Так бы оно и продолжалось, но на пятом десятке мужчинам уже хочется большего. Им мало торопливого бомбометания с последующим возвращением на базу. Им, предпенсионным безумцам, хочется медового месяца в обществе беззаботной, веселой, пахнущей юностью и морем девушки. И лежа вечером в семейной кровати, рядом с верным телом Галины Дорофеевны, поглаживая ее привычные рельефы, Геннадий Сергеевич Аристов мечтал об иной доле.
Долю звали Оленькой. Она сама себя так называла: не Ольгой, не Олей, а Оленькой. И была она ни много ни мало студенткой академии современного искусства имени Казимира Малевича, в чем, конечно, учитывая профессию Галины Дорофеевны, можно было усмотреть определенную преемственность. Оленька обладала такими длинными ногами, произраставшими из такой восхитительной попки, что мужики на улице сворачивали шеи и сшибали фонарные столбы. Умна она не была, что, впрочем, для женщин и искусствоведов совсем не обязательно. Зато Оленька отличалась необычайной жизнерадостностью, какой только и может отличаться юная девушка, еще не сделавшая ни одного аборта и еще ни разу не оттасканная за роскошные черные кудри ни одной ревнивой женой. Глядя на нее, было трудно поверить в то, что ее курсовая работа именовалась «Миф в свете родовой травмы».
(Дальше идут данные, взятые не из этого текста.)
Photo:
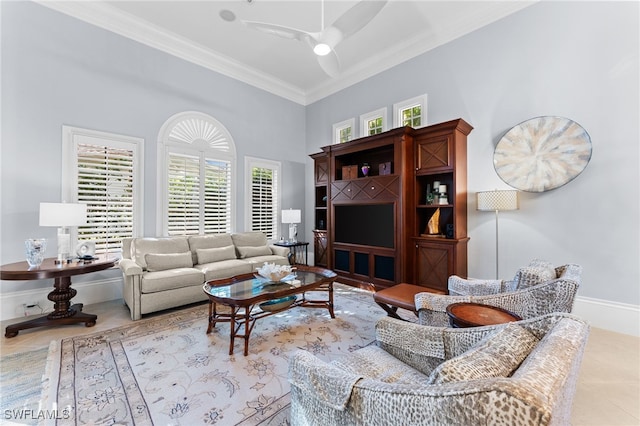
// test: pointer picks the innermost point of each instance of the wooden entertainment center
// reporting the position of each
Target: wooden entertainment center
(372, 225)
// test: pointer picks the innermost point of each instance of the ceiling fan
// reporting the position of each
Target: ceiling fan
(325, 41)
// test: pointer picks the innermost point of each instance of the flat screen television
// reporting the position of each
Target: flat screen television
(365, 224)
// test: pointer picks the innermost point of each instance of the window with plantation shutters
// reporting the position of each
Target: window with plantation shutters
(263, 199)
(102, 171)
(197, 165)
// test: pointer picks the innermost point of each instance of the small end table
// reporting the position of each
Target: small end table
(468, 314)
(63, 311)
(296, 251)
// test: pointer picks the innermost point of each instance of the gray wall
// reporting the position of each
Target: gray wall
(577, 60)
(58, 70)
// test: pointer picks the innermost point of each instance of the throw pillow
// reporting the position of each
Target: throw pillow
(249, 251)
(536, 273)
(497, 355)
(216, 254)
(162, 262)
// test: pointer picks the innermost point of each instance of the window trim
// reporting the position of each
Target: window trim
(249, 164)
(166, 146)
(337, 127)
(70, 142)
(379, 113)
(408, 103)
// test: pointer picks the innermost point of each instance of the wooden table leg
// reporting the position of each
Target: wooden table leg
(63, 312)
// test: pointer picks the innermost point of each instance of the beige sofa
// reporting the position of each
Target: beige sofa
(162, 273)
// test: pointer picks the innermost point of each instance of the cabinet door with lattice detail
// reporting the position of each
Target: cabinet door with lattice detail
(434, 153)
(434, 265)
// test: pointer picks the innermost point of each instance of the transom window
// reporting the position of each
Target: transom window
(343, 131)
(412, 112)
(374, 122)
(197, 166)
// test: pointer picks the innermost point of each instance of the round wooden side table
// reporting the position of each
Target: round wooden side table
(468, 314)
(63, 311)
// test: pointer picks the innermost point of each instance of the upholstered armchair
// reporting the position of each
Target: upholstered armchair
(537, 272)
(520, 373)
(555, 295)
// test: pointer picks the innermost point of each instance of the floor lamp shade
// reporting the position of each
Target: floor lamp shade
(292, 217)
(63, 215)
(497, 201)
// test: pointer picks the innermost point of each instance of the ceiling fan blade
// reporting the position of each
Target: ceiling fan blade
(280, 31)
(330, 64)
(354, 19)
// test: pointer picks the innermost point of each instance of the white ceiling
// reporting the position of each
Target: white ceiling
(195, 31)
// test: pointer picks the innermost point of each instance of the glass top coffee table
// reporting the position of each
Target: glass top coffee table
(250, 298)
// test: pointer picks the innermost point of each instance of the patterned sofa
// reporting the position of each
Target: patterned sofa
(537, 294)
(162, 273)
(520, 373)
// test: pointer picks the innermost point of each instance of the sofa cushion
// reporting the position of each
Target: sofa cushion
(164, 261)
(249, 251)
(141, 246)
(153, 282)
(216, 254)
(224, 269)
(255, 239)
(497, 355)
(537, 272)
(375, 363)
(208, 241)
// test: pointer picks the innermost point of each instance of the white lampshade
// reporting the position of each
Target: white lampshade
(63, 214)
(497, 200)
(291, 216)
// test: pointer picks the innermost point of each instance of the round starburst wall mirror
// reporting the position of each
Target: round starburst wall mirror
(542, 154)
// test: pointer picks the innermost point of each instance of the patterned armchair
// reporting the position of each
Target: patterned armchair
(518, 373)
(537, 272)
(555, 295)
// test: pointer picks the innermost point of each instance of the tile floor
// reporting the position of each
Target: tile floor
(608, 387)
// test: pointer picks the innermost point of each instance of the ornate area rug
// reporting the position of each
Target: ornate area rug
(167, 371)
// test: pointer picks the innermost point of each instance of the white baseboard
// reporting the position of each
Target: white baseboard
(613, 316)
(11, 304)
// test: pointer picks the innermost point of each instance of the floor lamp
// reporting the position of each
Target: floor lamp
(497, 201)
(292, 217)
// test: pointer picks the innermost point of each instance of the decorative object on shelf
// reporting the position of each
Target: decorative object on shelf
(433, 226)
(429, 199)
(542, 153)
(86, 249)
(443, 199)
(274, 273)
(292, 217)
(63, 215)
(497, 200)
(35, 249)
(349, 172)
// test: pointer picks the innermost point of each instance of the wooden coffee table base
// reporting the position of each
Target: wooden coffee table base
(475, 315)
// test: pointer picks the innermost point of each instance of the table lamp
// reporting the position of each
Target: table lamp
(497, 200)
(63, 215)
(292, 217)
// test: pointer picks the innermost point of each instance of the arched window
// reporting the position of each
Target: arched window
(197, 162)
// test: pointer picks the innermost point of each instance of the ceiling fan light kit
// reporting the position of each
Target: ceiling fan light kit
(324, 42)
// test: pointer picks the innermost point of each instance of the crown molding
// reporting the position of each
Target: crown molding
(109, 18)
(112, 19)
(414, 47)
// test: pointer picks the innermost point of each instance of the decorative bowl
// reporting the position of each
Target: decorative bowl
(277, 304)
(274, 273)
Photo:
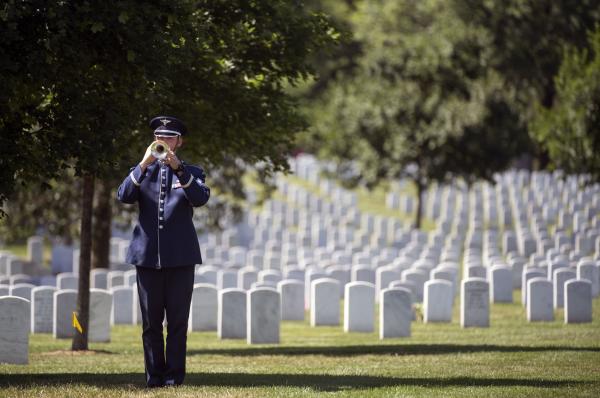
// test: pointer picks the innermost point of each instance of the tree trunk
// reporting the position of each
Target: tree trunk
(102, 224)
(83, 296)
(419, 215)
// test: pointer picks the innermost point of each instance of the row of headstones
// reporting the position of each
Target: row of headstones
(50, 311)
(100, 278)
(231, 311)
(64, 258)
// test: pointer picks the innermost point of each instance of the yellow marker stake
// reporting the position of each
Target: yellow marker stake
(76, 324)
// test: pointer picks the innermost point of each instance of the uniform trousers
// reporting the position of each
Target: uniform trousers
(167, 290)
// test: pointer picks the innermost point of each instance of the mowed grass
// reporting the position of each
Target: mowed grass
(511, 358)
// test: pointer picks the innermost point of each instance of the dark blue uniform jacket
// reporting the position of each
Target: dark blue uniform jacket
(165, 235)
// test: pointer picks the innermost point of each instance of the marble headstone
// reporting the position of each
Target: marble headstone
(14, 329)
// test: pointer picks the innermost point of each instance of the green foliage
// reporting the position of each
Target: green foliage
(525, 39)
(421, 96)
(80, 80)
(570, 129)
(56, 210)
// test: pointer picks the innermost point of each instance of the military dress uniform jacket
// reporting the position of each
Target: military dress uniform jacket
(165, 235)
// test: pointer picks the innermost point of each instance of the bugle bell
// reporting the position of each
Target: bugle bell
(159, 149)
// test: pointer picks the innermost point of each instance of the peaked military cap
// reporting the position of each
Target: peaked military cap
(167, 126)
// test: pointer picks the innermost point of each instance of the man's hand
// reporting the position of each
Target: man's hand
(172, 160)
(148, 158)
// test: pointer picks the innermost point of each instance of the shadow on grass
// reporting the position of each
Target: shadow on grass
(316, 382)
(398, 349)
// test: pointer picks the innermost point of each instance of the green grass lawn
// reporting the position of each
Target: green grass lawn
(511, 358)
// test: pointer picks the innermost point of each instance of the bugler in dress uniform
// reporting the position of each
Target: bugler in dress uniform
(165, 249)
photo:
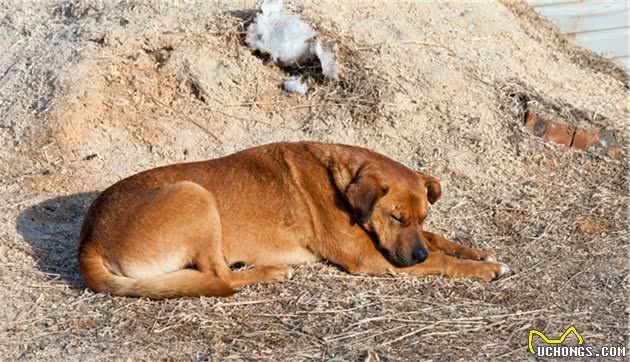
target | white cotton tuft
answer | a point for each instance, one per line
(295, 86)
(326, 52)
(284, 36)
(289, 40)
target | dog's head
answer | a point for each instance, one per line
(390, 202)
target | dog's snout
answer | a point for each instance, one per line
(419, 255)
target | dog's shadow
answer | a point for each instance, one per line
(52, 229)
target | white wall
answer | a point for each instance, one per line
(600, 25)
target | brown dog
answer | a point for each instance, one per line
(175, 230)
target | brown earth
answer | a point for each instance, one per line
(93, 91)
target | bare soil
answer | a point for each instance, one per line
(94, 91)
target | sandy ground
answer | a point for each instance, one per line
(94, 91)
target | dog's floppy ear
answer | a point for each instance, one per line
(434, 190)
(360, 189)
(362, 194)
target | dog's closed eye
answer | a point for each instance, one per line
(399, 219)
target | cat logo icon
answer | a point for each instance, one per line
(560, 340)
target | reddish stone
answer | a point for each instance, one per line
(583, 139)
(614, 152)
(535, 123)
(559, 133)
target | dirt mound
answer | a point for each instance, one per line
(441, 87)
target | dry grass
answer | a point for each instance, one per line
(558, 217)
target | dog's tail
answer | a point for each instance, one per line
(185, 282)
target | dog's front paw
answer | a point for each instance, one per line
(490, 271)
(476, 254)
(275, 273)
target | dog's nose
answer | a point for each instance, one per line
(419, 255)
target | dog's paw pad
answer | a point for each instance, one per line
(488, 258)
(504, 269)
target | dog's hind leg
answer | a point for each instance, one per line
(259, 274)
Нет ничего удивительного, что Гена потерял из-за нее всякое ощущение реальности и впервые за двадцать шесть лет дисциплинированного брака начал утрачивать элементарные навыки самосохранения. Нет, он все еще, настыковавшись в моей квартире до звона в ушах, возвращался домой к семи часам и, жадно ужиная, скупо жаловался жене на боли в спине. Но перед сном, запершись в ванной и громко пустив воду, герой-космонавт шептался с Оленькой по мобильному телефону. Все шло к катастрофе.
– Павлик! – взмолился он в один прекрасный день.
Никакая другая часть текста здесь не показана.